Il College Party è una falsa vetrina per band emergenti. L’ho detto veramente? Ebbene si. Cosa offre realmente alle band? La gente si esalta perché pensa che sia un evento che offre sia un live che un after con le palle, ma la sostanza purtroppo sta solo nell’after. Le band arrivano, suonano quella ventina di minuti, mezz’ora al massimo, suonano e quelle dieci persone alla quale realmente importa del live in realtà non hanno idea di cosa stia suonando la band, perché l’acustica è pessima, i volumi


fanno sempre abbastanza pena e finisce che senti degli assoli pazzeschi alla chitarra e zero voce. Finiscono i live, le band smontano tutto alla velocità della luce e via con il vero party, il locale si riempie, gli amici si ritrovano, la birra scorre, ecc. Non critico nessuno in particolare, cerco di mettere i puntini sulle i su un evento fomentato da molti: da chi segue la scena, da chi ogni giorno ha a che fare con band emergenti, da chi fa parte di una band emergente. La cosa mi provoca tristezza e risentimento verso una scena che si lamenta di essere morta, ma che poi non fa nulla per cambiare situazioni del genere, Bologna è un centro pulsante per la musica, alla fine dei live ho visto tante di quelle facce conoscenti in giro per il

Millennium, facce che so essere amanti del genere, e magari sono quelle stese facce che brontolano per la scena, ma se siete i primi a non far nulla per migliorare le cose, come pensate che questa possa cambiare?
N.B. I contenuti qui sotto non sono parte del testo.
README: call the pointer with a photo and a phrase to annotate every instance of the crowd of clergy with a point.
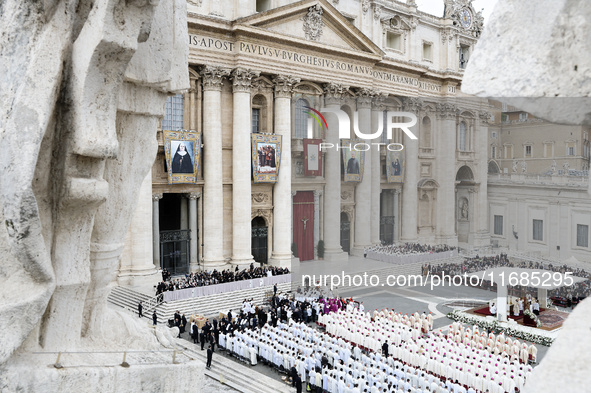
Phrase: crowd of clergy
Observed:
(359, 353)
(409, 248)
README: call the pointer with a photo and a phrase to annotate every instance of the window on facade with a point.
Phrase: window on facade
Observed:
(498, 230)
(462, 141)
(256, 117)
(393, 40)
(582, 235)
(301, 119)
(263, 5)
(464, 54)
(538, 230)
(427, 51)
(173, 113)
(426, 131)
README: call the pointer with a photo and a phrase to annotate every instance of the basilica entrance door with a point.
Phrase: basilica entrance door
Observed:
(259, 236)
(174, 251)
(303, 224)
(345, 232)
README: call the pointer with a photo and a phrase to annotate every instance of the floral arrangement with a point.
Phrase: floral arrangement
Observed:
(534, 317)
(496, 327)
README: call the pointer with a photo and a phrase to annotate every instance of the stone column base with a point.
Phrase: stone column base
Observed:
(107, 376)
(336, 256)
(359, 251)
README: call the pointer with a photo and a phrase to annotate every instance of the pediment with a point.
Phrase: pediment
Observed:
(314, 21)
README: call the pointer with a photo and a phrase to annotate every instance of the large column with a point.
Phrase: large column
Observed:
(282, 206)
(317, 194)
(445, 151)
(409, 188)
(193, 250)
(241, 158)
(481, 151)
(156, 230)
(376, 169)
(363, 191)
(213, 209)
(501, 303)
(332, 175)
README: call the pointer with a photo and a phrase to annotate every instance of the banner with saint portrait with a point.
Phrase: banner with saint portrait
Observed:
(182, 149)
(266, 157)
(353, 159)
(312, 157)
(395, 166)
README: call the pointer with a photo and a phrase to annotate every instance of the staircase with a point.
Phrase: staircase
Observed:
(233, 374)
(210, 306)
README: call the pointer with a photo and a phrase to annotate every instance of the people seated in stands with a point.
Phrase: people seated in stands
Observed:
(200, 279)
(408, 249)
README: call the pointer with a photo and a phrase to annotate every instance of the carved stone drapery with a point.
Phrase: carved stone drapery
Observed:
(284, 85)
(333, 93)
(213, 77)
(242, 78)
(446, 111)
(260, 197)
(313, 23)
(365, 97)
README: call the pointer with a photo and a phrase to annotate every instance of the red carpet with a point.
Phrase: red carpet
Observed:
(485, 311)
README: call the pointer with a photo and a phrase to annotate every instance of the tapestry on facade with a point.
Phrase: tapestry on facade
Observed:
(312, 157)
(266, 157)
(353, 160)
(182, 149)
(395, 166)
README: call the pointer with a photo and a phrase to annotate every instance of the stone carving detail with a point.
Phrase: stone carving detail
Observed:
(260, 197)
(241, 79)
(313, 23)
(299, 167)
(377, 11)
(365, 96)
(446, 110)
(284, 85)
(365, 5)
(267, 214)
(59, 239)
(485, 116)
(333, 93)
(412, 104)
(213, 77)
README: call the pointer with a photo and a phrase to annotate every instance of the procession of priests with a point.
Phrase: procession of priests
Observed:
(388, 352)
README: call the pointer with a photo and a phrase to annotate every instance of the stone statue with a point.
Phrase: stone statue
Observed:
(85, 86)
(465, 210)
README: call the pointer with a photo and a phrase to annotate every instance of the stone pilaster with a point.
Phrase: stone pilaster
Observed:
(241, 156)
(445, 151)
(282, 198)
(333, 95)
(363, 190)
(156, 230)
(213, 196)
(409, 188)
(193, 248)
(377, 115)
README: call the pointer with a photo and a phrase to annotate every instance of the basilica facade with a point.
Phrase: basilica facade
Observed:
(254, 67)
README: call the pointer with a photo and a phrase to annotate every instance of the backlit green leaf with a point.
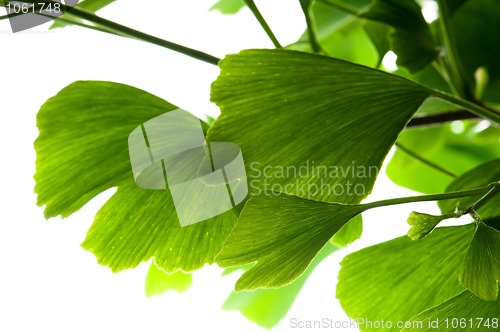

Ad ogni modo questo sfogo salta fuori in seguito alla mia presenza al primo appuntamento dell’anno con il College Party, live HÜney e Sunset Radio, sono stati bravi? Non saprei dirlo, non ho sentito molto, ma sono di sicuro felice di essere stata presente, sono felice di poter rientrare in quelle dieci persone alle quali forse, qualcosa, importa. Facciamo cosÏ, la parte delle due band in apertura? Tagliamola pure, proverei meno tristezza, credo.